I have been a prosecutor for nearly twenty-five years, and in my career I have handled a full range of criminal offenses, everything from simple larceny to international drug trafficking. I have incarcerated rapists, airline hijackers, armed career criminals, and corrupt federal agents. From my experience with these cases, an offender’s motive, intent, and purpose are generally clear from the facts and easily grasped. The grade of seriousness attributed to these offenses is not a matter of real dispute. And, when it comes to sentencing factors, lawyers, probation officers, and sentencing judges typically disagree only at the margins. Child pornography collectors, however, seem to stand in distinct contrast to this norm because the seriousness of their crimes is not commonly understood.
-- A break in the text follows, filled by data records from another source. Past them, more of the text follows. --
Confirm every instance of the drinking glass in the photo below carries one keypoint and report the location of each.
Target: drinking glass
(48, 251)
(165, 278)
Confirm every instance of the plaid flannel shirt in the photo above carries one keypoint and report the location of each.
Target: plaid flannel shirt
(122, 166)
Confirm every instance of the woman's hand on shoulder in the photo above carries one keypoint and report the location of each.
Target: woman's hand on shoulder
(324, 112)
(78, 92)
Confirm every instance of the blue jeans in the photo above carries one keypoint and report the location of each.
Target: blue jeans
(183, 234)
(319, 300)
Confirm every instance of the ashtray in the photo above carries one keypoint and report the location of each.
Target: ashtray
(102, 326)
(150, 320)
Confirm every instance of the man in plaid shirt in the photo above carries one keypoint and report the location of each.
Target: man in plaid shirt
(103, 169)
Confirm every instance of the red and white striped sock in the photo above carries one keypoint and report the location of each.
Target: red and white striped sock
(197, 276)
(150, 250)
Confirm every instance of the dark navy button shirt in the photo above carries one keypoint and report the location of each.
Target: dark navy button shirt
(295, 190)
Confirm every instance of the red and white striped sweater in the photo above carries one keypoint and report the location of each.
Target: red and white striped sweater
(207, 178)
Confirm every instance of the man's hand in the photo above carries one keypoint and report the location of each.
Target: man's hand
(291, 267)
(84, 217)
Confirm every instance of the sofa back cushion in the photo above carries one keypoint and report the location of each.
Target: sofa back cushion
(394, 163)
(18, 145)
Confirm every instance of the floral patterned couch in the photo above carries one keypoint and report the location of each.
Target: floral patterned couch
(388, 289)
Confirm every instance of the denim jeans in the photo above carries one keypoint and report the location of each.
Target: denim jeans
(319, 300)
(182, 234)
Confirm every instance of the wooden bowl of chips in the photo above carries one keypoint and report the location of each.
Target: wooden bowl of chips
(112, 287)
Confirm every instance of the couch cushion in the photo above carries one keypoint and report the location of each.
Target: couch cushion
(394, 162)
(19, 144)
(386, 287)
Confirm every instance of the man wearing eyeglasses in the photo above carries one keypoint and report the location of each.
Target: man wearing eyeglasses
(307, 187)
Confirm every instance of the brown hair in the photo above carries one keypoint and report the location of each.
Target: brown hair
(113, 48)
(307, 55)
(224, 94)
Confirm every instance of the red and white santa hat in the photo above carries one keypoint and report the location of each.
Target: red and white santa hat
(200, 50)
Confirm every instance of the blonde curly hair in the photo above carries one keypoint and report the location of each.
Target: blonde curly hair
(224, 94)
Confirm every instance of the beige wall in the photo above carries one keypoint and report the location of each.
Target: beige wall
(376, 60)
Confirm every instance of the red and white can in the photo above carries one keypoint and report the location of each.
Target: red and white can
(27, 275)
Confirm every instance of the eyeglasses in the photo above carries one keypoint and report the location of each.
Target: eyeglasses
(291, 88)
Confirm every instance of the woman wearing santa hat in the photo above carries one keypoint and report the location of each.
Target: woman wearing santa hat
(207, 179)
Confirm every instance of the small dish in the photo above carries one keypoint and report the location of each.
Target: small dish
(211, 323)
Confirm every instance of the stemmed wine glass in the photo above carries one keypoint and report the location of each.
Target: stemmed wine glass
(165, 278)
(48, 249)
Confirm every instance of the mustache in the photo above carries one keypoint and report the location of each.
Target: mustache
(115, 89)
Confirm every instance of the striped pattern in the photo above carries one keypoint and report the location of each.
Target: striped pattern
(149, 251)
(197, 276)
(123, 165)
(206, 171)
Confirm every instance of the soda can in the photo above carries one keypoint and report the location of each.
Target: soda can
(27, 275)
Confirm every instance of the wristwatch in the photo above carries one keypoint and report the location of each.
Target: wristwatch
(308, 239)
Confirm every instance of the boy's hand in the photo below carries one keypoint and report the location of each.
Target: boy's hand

Within the realm of judges, lawyers, and probation officers in the United States, child pornography offenders are currently the subject of significant debate, largely flowing from differing opinions concerning how dangerous these offenders are. For those of us who are witness to these crimes through investigation and prosecution, however, evidence suggests that many of these offenders are quite dangerous, especially if they participate in an online group, forum, or social networking site centered on pedophilic interests. In these online forums the discussion of child sexual abuse flows as freely as might the discussion of hydrangeas in a gardening forum. The talk in child abuse forums, however, is distinctively worrisome. In one online group investigated recently, for instance, a member posted a survey asking, “have you thought about whether or not you would abduct a preteen girl/boy,” with over 50 percent of the responders answering, “I would absolutely do it” or “if the circumstances were right, I’d do it.” In another investigation, a member of an online assemblage of producers and traders of child pornography talked about how he was eagerly anticipating the opportunity to molest his daughter, who had not been born yet. He posted a message exclaiming “o man do I have some news I have a new baby about to be added to the game I will share her pics when I get some.” Shortly thereafter, a sonogram image of his unborn daughter in the womb was posted. And a member of yet another online forum posted a solicitation to his fellow members offering to pay $1,000 per hour, up to a maximum of $50,000, for access to a child, with the restriction that the child be a blond-haired, blue-eyed girl between 7 and 9 years of age.